RumbleDB / rumble

⛈️ RumbleDB 1.22.0 "Pyrenean oak" 🌳 for Apache Spark | Run queries on your large-scale, messy JSON-like data (JSON, text, CSV, Parquet, ROOT, AVRO, SVM...) | No install required (just a jar to download) | Declarative Machine Learning and more
http://rumbledb.org/
Other
213 stars 82 forks source link

JSON Schema support #927

Open jsommr opened 3 years ago

jsommr commented 3 years ago

Having a way to create custom types would enable auto generation of eg. OpenAPI 3 specifications based on static code analysis.

Say we have a query like this:

declare variable $optional as string? external := ();
$optional

We know that the input is an optional string, and that string? is returned.
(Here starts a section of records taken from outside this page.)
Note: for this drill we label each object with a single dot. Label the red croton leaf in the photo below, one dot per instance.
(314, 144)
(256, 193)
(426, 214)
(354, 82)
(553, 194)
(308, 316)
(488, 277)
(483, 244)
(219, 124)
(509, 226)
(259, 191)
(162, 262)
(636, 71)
But what if we have

declare variable $obj as object? external := ();
{ "obj": $obj }

Then we loose the rest of the type - say that { "test": 123 } is passed into the query, we can't analyze it and know if that's valid or not.

I see there is a branch about static types, which seem to do some pretty cool improvements on the builtin types, and as part RumbleML, annotate was introduced, but are there any plans to support something like how TypeScripts annotates objects and arrays, or even better, JSON Schema?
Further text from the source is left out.